Serioulsy, would Audi give something like that to _anyone_in the media? Even Robin Miller, seeing as he's more supportive of Audi and the ALMS than NASCAR, CART Champ Car, and the IRL Indy Car Series?


----------



## 16v (Aug 4, 1999)

*Re: All I need to know about the R10 (chernaudi)*

anyone that has access to the media room has access to press kits from most every team. Some are nicer than others


----------



## .:RDriver (Oct 4, 1999)

*Re: All I need to know about the R10 (chernaudi)*


_Quote, originally posted by *chernaudi* »_So Audi just gives stuff like that away to equiring media minds? Makes me want to get a job a one of those crappy south Florida tabloid magazines








Serioulsy, would Audi give something like that to _anyone_in the media? Even Robin Miller, seeing as he's more supportive of Audi and the ALMS than NASCAR, CART Champ Car, and the IRL Indy Car Series?

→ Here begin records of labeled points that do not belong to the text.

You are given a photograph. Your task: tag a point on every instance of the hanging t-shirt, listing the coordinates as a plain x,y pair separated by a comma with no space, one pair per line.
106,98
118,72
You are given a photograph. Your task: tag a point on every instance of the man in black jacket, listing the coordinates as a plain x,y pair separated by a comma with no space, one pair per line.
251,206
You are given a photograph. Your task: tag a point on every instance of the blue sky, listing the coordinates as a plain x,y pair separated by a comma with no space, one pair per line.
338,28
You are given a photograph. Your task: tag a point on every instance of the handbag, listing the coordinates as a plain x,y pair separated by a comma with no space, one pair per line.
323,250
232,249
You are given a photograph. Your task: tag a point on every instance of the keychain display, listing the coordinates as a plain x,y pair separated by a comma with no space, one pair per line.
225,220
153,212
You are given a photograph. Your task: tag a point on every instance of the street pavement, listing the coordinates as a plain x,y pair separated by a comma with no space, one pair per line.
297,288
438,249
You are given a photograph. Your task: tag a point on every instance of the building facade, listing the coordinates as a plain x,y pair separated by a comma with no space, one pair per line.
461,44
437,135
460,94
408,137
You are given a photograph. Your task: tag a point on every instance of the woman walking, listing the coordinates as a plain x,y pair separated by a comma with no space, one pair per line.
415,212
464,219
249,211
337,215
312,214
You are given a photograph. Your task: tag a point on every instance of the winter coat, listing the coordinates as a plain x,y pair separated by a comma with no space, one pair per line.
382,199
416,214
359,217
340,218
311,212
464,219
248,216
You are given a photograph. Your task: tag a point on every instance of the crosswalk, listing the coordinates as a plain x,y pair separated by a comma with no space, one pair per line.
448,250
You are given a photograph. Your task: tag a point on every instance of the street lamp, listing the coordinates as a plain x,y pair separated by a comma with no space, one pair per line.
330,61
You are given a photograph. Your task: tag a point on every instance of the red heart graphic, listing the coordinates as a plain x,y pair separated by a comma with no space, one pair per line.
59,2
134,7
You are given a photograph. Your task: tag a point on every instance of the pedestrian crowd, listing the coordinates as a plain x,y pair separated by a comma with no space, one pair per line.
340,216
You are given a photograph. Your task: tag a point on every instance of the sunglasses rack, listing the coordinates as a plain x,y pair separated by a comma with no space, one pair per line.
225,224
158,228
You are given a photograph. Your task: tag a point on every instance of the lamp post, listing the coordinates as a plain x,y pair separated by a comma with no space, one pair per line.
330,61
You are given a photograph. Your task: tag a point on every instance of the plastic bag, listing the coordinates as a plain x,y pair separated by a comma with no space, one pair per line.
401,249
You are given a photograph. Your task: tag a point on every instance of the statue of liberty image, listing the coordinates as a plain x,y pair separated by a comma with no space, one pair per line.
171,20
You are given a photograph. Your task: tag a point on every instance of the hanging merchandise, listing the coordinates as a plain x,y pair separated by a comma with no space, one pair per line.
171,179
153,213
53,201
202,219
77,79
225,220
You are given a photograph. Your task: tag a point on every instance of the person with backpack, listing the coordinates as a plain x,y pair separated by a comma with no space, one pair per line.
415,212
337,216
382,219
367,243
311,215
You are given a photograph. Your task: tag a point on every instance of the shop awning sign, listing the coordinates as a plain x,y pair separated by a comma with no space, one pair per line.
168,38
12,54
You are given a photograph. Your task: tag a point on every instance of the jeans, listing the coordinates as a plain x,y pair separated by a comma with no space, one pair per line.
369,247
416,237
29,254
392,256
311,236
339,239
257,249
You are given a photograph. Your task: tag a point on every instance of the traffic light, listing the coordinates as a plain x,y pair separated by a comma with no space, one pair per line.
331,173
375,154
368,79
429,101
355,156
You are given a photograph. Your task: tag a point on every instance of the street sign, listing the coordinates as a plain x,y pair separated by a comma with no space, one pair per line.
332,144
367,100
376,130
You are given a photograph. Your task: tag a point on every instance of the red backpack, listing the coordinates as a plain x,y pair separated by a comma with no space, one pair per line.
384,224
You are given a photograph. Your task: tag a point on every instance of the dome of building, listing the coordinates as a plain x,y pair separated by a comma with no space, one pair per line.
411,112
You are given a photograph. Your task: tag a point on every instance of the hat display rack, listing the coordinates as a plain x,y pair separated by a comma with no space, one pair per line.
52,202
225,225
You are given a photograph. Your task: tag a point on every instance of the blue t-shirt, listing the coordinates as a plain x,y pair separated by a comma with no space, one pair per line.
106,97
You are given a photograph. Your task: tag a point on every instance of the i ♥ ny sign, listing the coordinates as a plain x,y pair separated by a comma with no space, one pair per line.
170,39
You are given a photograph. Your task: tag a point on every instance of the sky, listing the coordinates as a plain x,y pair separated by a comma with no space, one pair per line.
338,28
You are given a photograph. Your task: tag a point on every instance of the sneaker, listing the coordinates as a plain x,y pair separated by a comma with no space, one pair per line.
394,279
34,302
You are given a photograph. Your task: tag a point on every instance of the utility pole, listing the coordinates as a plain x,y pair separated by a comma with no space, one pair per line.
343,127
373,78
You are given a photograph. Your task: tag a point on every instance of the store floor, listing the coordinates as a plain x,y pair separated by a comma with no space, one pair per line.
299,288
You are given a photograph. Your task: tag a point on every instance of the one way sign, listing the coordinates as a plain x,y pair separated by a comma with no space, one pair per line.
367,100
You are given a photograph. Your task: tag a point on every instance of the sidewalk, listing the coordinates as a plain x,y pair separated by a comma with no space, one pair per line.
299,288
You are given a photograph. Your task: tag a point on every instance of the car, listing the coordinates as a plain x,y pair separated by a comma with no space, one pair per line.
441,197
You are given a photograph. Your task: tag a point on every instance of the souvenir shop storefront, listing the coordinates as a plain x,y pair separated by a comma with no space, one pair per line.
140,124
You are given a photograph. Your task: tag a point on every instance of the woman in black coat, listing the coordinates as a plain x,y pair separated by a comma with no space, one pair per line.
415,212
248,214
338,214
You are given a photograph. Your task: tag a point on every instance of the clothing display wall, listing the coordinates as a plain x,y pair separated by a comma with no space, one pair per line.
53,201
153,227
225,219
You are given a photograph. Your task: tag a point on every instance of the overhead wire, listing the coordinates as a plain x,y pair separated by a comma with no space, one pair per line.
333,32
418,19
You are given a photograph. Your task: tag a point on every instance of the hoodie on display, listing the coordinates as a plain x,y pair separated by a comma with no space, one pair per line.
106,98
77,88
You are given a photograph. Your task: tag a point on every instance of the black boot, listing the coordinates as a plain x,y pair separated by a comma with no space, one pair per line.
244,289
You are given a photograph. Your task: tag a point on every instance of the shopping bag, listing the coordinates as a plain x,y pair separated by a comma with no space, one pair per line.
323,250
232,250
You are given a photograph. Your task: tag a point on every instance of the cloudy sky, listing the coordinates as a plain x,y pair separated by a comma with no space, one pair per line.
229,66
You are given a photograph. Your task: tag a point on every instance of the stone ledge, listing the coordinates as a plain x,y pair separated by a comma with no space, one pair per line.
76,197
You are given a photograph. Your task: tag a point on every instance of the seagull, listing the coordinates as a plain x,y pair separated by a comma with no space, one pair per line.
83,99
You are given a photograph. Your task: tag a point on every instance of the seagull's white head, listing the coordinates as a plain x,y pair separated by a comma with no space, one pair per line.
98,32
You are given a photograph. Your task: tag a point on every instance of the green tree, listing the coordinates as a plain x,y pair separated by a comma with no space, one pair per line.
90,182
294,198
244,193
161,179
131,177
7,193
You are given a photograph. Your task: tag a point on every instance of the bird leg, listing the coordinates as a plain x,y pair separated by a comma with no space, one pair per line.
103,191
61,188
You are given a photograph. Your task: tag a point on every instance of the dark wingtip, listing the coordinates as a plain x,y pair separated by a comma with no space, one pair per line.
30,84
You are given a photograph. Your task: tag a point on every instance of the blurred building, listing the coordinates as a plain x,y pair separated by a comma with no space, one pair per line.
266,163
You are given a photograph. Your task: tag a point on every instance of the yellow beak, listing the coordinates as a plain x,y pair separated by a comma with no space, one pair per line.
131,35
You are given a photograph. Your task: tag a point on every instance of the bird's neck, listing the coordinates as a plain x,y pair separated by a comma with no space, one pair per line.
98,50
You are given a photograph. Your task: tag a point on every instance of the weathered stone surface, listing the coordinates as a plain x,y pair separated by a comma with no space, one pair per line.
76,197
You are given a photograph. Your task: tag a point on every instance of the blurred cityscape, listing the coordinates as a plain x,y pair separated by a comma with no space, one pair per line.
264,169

If you come to the race and are working media, they are free for the takin'. They are media kits that give the media info on the program and the cars so that they can write about them in an intelligent manner. Too bad so many "media" dont always write so intelligently.








Enjoy it Doug.


----------



## Tanner74 (Jul 28, 2003)

Now I'm waiting for Mosport


----------